The Multi-Platform Radar Technology Insertion Program (MP-RTIP), a U.S. Air Force project led by contractor Northrop Grumman to develop the next generation of airborne air-to-air and air-to-ground radar systems. While initially planned for multiple platforms, the MP-RTIP is currently intended only for the RQ-4B Global Hawk UAV.

Overview
The MP-RTIP is a "modular, active electronically scanned array radar system" designed to be scaled in size in order to fit on board different platforms. The system is being developed from earlier Northrop-Grumman radar systems, including the Joint Surveillance Target Attack Radar System (JointSTARS) and the existing Global Hawk system. The next-generation system will improve the Air Force's ability to track slow-moving ground vehicles and low-flying cruise missiles. The primary improvements are a dramatic increase in resolution and an ability "to collect ground moving target indicator imagery and synthetic aperture radar still images simultaneously".
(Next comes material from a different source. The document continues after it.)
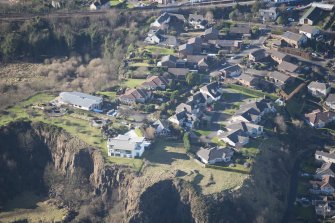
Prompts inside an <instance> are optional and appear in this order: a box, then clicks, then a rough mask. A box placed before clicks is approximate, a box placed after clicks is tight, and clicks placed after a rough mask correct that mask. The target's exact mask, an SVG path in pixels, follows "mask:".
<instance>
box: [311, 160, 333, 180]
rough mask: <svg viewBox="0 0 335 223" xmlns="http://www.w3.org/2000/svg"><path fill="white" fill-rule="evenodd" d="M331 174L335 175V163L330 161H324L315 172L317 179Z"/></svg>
mask: <svg viewBox="0 0 335 223" xmlns="http://www.w3.org/2000/svg"><path fill="white" fill-rule="evenodd" d="M326 176H331V177H335V164H334V163H331V162H328V163H323V164H322V166H321V167H320V168H318V169H317V170H316V172H315V174H314V178H315V179H319V180H321V179H322V178H323V177H326Z"/></svg>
The Global Hawk, which currently is an air-to-ground radar platform, was originally due to receive air-to-air capability through the MP-RTIP. That capability was subsequently removed from the test program's budget, however, in a reversal, funding for an air-to-air capability is being restored.

Development
Phase I of the development program began in December, 2000. The three-year program was undertaken by Northrop Grumman at a contract cost of $410 million, and focused on the basic design of the radar system. Phase II is a six-year, $888 million contract awarded by the Air Force's Electronic Systems Center in May, 2004, under which the radar system is being developed, tested and integrated. Raytheon's Space and Airborne Systems is a subcontractor on the program, tasked with hardware development. Phase II calls for the production of six systems, three for Global Hawk and three for the E-10.
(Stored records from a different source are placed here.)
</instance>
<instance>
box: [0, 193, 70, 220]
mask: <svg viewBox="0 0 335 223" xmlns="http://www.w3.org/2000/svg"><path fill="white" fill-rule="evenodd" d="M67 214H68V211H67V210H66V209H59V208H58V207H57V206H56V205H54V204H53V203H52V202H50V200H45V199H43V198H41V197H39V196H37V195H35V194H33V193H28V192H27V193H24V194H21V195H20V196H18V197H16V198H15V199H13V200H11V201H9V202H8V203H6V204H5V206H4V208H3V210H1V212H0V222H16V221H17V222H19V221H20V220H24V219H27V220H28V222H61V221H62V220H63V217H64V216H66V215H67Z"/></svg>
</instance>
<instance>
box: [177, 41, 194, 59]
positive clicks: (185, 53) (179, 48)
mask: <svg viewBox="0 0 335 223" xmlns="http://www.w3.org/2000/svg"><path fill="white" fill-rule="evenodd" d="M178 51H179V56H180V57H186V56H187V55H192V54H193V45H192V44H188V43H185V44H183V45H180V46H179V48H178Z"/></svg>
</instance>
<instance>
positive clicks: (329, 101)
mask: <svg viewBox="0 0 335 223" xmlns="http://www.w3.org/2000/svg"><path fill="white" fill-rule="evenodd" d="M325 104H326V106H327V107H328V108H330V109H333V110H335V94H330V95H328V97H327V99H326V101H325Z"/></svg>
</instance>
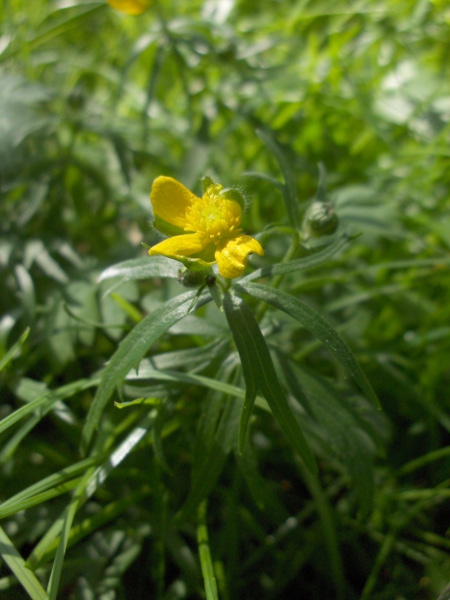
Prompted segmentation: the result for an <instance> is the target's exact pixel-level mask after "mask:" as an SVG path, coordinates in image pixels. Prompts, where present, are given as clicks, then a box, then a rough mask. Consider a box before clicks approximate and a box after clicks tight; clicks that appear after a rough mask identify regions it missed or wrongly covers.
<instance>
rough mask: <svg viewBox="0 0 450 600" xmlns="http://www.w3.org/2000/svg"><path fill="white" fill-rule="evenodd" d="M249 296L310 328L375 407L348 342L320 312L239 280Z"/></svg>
mask: <svg viewBox="0 0 450 600" xmlns="http://www.w3.org/2000/svg"><path fill="white" fill-rule="evenodd" d="M239 287H240V288H241V289H242V290H244V291H246V292H247V293H248V294H250V295H251V296H254V297H255V298H258V299H259V300H263V301H265V302H268V303H269V304H272V306H275V307H276V308H278V309H280V310H282V311H283V312H285V313H286V314H288V315H290V316H291V317H293V318H294V319H296V320H297V321H299V322H300V323H301V324H302V325H303V326H304V327H306V329H308V330H309V331H311V333H313V334H314V335H315V336H316V337H317V338H318V339H319V340H320V341H321V342H322V343H323V344H324V345H325V346H326V347H327V348H328V349H329V350H330V352H331V353H332V354H333V356H335V357H336V359H337V360H338V361H339V362H340V363H341V364H342V366H343V367H344V369H345V370H346V371H347V373H348V374H349V375H350V376H351V377H353V379H354V380H355V381H356V383H357V384H358V385H359V387H360V388H361V390H362V391H363V392H364V394H365V395H366V396H367V398H368V400H370V401H371V402H372V403H373V404H374V405H375V406H376V407H377V408H381V405H380V401H379V400H378V398H377V395H376V394H375V391H374V390H373V388H372V386H371V384H370V383H369V381H368V379H367V377H366V375H365V374H364V371H363V370H362V369H361V367H360V366H359V364H358V362H357V361H356V358H355V356H354V354H353V352H352V351H351V349H350V347H349V346H348V344H347V342H345V341H344V340H343V338H341V336H340V335H339V334H338V333H337V332H336V331H335V330H334V329H333V327H331V325H330V324H329V323H328V322H327V321H326V320H325V319H324V318H323V317H322V315H321V314H320V313H318V312H317V311H315V310H313V309H312V308H310V307H309V306H308V305H307V304H305V303H304V302H302V301H301V300H299V299H298V298H295V297H294V296H291V295H290V294H287V293H286V292H282V291H281V290H276V289H273V288H269V287H267V286H264V285H261V284H259V283H246V282H244V283H241V284H240V286H239Z"/></svg>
The Global Hawk's system is the first to be flight tested, a program for which Northrop Grumman is using its Proteus aircraft (built by Scaled Composites). The MP-RTIP is mounted in a large pod fitted under Proteus. The program, jointly conducted by Northrop-Grumman and the Air Force's 851st Electronic Systems Group, is being operated from the Mojave Spaceport.

Eventually, the entire program is expected to cost $2 billion. With the E-10 program cancellation, five E-8 JointSTARS aircraft are expected to be retrofitted with the MP-RTIP.